Ottawa a enjoint jeudi les pharmaciens du Québec à continuer à fournir gratuitement des médicaments essentiels aux demandeurs d'asile et aux autres étrangers vulnérables qui ne sont pas couverts par les régimes d'assurance-maladie des provinces, même s'ils ont de la difficulté à se faire rembourser rapidement.

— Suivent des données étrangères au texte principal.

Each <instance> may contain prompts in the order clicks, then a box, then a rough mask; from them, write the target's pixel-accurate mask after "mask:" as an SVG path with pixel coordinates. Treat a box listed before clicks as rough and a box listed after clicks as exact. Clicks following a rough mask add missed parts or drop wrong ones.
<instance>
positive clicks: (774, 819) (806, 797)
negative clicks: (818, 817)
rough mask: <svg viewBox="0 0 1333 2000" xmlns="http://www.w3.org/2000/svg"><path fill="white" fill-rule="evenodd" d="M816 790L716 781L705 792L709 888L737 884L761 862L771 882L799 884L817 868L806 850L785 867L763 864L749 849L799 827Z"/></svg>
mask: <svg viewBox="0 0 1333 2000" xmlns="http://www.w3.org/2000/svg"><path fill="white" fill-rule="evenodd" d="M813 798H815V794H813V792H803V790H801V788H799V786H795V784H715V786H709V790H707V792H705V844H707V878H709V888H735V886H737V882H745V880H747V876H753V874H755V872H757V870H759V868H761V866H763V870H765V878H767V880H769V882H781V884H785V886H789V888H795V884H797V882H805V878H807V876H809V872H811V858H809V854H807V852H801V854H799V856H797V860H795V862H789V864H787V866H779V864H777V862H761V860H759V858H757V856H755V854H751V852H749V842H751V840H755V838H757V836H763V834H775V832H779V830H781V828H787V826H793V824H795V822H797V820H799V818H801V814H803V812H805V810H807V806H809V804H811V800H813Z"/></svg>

Dans un communiqué, le ministre fédéral de l'Immigration, Jason Kenney, dit craindre que les moyens de pression des pharmaciens propriétaires nuisent non seulement à la santé des immigrants vulnérables, mais aussi à celle de la population en général. Le ministre Kenney s'est dit prêt à intervenir personnellement pour accélérer le traitement des demandes de remboursement provenant des pharmaciens.

«Nous sommes prêts à collaborer avec les pharmaciens afin de régler les cas individuels et à poursuivre notre dialogue avec l'Association des pharmaciens propriétaires du Québec (AQPP), a affirmé le ministre. Cependant, entre temps, nous devons veiller à ce que les réfugiés obtiennent des médicaments importants -  notamment de l'insuline et des médicaments de chimiothérapie, ainsi que des traitements relatifs aux maladies transmises sexuellement ou à la tuberculose.»

Les chances que cette intervention du ministre fasse débloquer la situation semblent toutefois bien minces. D'après l'AQPP, qui représente 1795 pharmaciens propriétaires dans la province, Jason Kenney vient en effet de démontrer éloquemment qu'il ne comprenait rien au dossier.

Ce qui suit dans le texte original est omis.